汚名返上とばかりに出した「猫騙し」の影を見た人の話。
猫騙し。それは、子供達の間で噂される大きな猫で、子供達を食べようと狙っている怪物のようなもの。
噂では、園の近くの子供達のいる場所でよく見られるとか、一度目は襲わないだとか。
その話に過剰に反応する早季。

回想する早季。
人気のない和貴園の廊下。尻尾の影が見え、ついで大きな獣の頭の影が見えます。
仲間がどんどん和貴園を卒業し、取り残され、自分のベッドでふさぎ込む早貴を、やさしく励ます母。しかし、
「卒業できなかったら、猫騙しが迎えに来るって本当?」
「私、見たの」
という、早季に一瞬表情を凍らせます。が、
「何言ってるの、ただの錯覚よ」
と諭します。
「...見たのよ」
不安をぬぐいきれない早季。

和貴園を卒業し、猫騙しの不安は消えたかに見える早季。しかし、猫騙しの話を冷静に聞くことはできない早季の耳に家路の旋律が届きます。全人学級に入っても守られている言いつけ。家路につく早季や覚。

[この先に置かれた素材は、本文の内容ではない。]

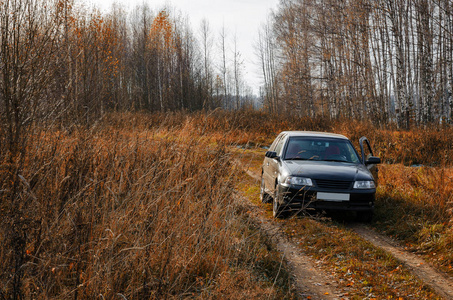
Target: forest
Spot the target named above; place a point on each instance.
(120, 134)
(385, 60)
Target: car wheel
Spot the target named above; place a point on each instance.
(277, 210)
(265, 197)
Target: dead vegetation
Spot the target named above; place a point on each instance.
(121, 209)
(140, 205)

全人学級から帰り、夕食。早季に、父は「どうだ?」と全人学級の印象について聞きます。
「楽しい。...かな?」
やはり、言い知れぬ闇みたいなものをぬぐえない早季。

再び、回想。おそらく、同じ夜の話。
真夜中に目を覚ました早季は、両親の話を聞いてしまいます。
「そろそろ、教育委員会が動くころじゃない?」
「教育委員会は独立だよ」
「もう、子供を失くすのはいやよ!」
「早季は不浄猫を見たって言ってるのよ!」
狼狽する母、なだめる父。その不安が早季にも届きます。

そんな記憶はウソの様に、静かな一家団欒の夕食に幸せを噛み締める母は、
「ホッとしてるのよ」
と早季に言う。
「『ホッとしてる』ってどういうこと?」
早季が問う。
取り繕う両親。
隠している事は間違いない。早季は席を立つ。